Since it is kiln dired boards, it is ready to go. I was very tired when I wrote the last time, so didnt think it through as I should have.
The best advice is to go very slow, and don't violate the back of the bow (the side facing out, vs. the side facing you, which is called the belly). Keep it on the wider side, since it is a "white wood", and wont have the same properties as yew or osage. Make it at least your height in length. You can do a full compass bow that bends in the handle, or a stiffer handle, say, 4" to 6" long, with fades right out of the handle and an eliptical tiller. Generally, with that style of bow, the last 6" to 8" at the tips bend very little or not at all.
And whatever you do, don't draw back the bow past whatever your intended draw length will be. If you wish a 50 lb. bow at your draw length (say, 27", which is mine), you want to keep from drawing back past 50# at all stages of tillering the bow, which is the term for inducing the bend, not the stock of the crossbow as we use the term tiller here.

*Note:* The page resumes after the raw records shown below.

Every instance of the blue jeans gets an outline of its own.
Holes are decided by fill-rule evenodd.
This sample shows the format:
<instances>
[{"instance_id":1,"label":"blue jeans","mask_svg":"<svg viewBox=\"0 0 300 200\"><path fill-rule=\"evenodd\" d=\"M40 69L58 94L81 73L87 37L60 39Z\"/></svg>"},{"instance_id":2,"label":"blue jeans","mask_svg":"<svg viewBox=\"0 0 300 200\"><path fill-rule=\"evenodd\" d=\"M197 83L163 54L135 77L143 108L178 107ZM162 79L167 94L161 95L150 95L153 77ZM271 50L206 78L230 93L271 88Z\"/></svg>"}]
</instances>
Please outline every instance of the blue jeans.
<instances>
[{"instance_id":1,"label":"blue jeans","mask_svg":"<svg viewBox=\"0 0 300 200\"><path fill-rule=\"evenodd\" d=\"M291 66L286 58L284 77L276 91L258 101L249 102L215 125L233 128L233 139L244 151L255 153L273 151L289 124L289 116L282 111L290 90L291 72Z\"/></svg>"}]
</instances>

You start by defining he width of the bow, handle placement and fade placement, then limb length, then begin tillering, so you get an even bend on each limb. Once you get an even bend in a process called floor tillering, which is pushing on the bow while holding one end against the ground, you put on a long string, about the length of the bow, and begin drawing it that way with the long string, remove wood as you go along with rasps, files, or scrapers, and gradually get it bending evenly on each limb at a longer and longer draw length. At some point, you want to brace the bow to the correct string height (around 6" for me), and continue wood removal until you hit your intended draw length and weight.
I highly recommend another great web community, Primitive Archer. Free to sign up just like this site, and a wealth of expertise in all aspects of making bows. My screen name is Dane there. Folks there are excellent, there are a lot of buildalongs, and they are from all over the world, and very free with knowledge nad assitance.
Paleoplanet is one other web community I love, and it is much like Primitive Archer.